The immediate mobilisation of the class oriented forces has been a strong response to the announcement of the new reactionary measures that impose severe cuts and launch a sweeping attack on the people’s income.

The class oriented forces unveiled the coordinated effort of the social democrat government along with the liberal ND, the nationalist LAOS, the opportunist SYN/SYRIZA, the GSEE and ADEDY leaderships that seek to conceal the fact that the new measures constitute a result of the capital’s strategy, that they are permanent and affect all the working people.

Tens of thousands of protesters flooded the centre of Athens and tens of other cities protesting the cuts on salaries and pensions, the 30% cuts on Christmas-Easter bonuses and vacation allowances, the drastic increase of taxes in all categories of products and service and especially in public consumption products.

By the announcement of the measures the class oriented federations and trade union organisations that gather in PAME called for a strike for Friday March 5. At the same time under the pressure of the immediate response of PAME that called for a 24-hour strike, the compromised leaderships of GSEE and ADEDY called for 3-hour and 4-hour work stoppages.

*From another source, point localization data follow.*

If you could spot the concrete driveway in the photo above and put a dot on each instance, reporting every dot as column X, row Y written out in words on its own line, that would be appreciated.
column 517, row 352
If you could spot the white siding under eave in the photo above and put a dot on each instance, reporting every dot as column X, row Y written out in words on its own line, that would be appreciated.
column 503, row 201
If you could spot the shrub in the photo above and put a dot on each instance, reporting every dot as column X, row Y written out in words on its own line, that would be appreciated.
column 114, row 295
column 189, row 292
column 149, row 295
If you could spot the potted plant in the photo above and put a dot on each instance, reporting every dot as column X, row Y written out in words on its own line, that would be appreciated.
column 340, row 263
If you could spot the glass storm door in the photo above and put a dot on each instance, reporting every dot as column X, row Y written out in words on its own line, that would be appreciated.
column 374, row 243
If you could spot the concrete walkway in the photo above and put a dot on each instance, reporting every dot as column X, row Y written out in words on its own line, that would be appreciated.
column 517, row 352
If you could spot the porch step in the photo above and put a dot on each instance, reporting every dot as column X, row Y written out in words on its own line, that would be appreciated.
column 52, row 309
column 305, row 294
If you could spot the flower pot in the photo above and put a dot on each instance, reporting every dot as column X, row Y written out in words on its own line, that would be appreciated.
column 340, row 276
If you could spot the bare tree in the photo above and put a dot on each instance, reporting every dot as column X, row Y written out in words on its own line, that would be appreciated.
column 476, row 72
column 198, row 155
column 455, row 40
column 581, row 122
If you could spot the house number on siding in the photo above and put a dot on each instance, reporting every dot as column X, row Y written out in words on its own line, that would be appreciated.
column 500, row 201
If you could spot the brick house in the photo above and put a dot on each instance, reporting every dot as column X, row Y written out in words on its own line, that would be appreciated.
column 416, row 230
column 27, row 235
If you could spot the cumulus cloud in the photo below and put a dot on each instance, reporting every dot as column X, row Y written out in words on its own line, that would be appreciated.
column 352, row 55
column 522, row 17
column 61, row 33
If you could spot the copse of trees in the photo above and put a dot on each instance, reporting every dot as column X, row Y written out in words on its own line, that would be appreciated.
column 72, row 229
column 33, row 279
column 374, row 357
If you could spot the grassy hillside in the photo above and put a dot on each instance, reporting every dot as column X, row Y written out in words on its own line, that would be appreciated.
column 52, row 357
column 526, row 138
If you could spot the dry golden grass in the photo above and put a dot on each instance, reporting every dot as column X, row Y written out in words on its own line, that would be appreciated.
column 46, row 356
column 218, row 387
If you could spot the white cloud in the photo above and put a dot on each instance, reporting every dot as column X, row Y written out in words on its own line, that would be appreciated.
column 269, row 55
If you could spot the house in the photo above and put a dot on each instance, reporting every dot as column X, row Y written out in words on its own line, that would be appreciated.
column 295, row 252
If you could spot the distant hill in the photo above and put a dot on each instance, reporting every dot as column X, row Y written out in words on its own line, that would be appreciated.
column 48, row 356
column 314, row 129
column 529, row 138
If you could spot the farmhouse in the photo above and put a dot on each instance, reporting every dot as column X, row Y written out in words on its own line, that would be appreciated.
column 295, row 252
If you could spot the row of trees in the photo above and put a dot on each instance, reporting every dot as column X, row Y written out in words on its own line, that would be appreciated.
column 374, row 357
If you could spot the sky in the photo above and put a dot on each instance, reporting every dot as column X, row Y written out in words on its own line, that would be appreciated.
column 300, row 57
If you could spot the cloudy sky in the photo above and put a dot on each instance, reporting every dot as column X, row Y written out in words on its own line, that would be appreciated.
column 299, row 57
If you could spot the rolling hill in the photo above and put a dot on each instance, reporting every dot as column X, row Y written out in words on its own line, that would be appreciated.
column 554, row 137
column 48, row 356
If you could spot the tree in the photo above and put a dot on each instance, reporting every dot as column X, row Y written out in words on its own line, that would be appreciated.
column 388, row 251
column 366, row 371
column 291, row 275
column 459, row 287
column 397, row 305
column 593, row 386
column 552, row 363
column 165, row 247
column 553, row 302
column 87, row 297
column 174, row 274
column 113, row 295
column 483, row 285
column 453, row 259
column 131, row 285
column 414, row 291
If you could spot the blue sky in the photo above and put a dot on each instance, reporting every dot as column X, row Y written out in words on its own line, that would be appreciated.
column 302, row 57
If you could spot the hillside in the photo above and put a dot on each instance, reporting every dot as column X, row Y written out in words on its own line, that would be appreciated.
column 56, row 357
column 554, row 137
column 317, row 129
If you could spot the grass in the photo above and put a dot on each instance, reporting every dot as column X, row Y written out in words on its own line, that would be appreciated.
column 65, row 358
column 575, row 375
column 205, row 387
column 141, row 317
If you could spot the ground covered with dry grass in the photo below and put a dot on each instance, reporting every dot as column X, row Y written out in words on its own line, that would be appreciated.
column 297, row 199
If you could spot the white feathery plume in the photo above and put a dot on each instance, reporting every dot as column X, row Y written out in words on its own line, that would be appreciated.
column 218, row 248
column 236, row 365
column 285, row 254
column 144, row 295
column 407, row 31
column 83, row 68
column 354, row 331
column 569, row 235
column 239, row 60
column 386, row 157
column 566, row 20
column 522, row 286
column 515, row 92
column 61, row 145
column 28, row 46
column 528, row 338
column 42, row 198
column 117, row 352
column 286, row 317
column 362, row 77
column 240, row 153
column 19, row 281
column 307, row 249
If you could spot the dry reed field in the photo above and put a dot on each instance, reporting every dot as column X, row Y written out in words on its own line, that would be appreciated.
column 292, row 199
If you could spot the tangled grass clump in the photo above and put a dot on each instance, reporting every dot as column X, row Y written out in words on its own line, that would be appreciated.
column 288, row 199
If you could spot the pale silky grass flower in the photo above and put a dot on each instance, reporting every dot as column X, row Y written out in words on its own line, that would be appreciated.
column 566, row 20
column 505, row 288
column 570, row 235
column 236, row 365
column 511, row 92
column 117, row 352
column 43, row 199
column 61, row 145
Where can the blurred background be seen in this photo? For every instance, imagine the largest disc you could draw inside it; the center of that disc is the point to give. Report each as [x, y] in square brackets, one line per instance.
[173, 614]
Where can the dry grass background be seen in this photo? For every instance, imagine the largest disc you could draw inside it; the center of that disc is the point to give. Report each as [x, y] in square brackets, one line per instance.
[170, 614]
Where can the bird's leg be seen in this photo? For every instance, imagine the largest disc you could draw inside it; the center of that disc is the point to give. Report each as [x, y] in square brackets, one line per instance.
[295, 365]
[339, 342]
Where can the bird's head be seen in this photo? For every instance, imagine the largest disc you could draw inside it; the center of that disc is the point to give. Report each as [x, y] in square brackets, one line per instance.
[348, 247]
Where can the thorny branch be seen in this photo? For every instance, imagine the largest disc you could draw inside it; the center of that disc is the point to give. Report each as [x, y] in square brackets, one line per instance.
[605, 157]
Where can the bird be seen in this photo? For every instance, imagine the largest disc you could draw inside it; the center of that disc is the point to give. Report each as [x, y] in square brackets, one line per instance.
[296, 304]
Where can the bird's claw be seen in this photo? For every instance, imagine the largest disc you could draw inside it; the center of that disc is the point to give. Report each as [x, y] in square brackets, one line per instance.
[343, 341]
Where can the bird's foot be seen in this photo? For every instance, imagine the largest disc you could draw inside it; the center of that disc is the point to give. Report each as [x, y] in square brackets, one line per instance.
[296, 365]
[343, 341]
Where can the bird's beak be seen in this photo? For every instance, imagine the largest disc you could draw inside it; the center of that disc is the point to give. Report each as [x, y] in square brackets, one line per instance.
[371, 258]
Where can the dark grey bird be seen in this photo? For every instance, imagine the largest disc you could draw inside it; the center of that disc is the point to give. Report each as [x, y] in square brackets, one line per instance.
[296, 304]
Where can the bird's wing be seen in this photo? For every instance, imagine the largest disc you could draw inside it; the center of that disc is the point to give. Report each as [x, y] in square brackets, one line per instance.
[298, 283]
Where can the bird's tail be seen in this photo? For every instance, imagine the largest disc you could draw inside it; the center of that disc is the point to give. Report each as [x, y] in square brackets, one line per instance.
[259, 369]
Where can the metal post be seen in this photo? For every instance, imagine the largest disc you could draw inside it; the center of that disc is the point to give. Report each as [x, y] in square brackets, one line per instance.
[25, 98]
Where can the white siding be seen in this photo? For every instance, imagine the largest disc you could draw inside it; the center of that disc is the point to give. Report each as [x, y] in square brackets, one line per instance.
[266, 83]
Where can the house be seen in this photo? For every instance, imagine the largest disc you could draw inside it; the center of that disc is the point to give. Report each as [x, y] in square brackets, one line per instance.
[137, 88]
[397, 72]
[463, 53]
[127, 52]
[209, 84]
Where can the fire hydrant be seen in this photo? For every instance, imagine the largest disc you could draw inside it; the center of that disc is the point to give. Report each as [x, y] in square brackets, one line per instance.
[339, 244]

In this way, they proved in practice that they seek the extinction of the militant spirit of the working people. We should only mention that the yellow leadership of ADEDY had initially called for a strike for March 16 although the vote on the anti-people measures was on Friday March 5.

The call of PAME for a 24-hour strike had a big impact. Class oriented federations, Labour Centres and primary trade unions played a leading role in the organisation of the strike. It is noteworthy that the leaderships of the trade unions of the employees in Athens public transport who traditionally follow the line and the forms of struggle of GSEE and ADEDY were forced to call for a 24-hour strike that paralysed the transport in the capital. The same happened with a series of primary trade unions that do not join PAME. Yellow trade unionism was once again isolated. In critical moments the masses of workers trusted the class oriented forces of PAME for the organisation of the struggle.

Since Friday dawn the class oriented forces organised picket lines in ghetto-workplaces enabling workers to go on strike, to defy employers’ intimidation and to participate massively in the strike.

The social-democrat government, supported by the extreme-right party LAOS, passed the measures while tens of thousands of strikers from the ranks of PAME were surrounding the building of the Parliament.

The parliamentary group of KKE abandoned the procedure of discussion in the parliament considering that there was no room for discussion of such hostile bills for the working class.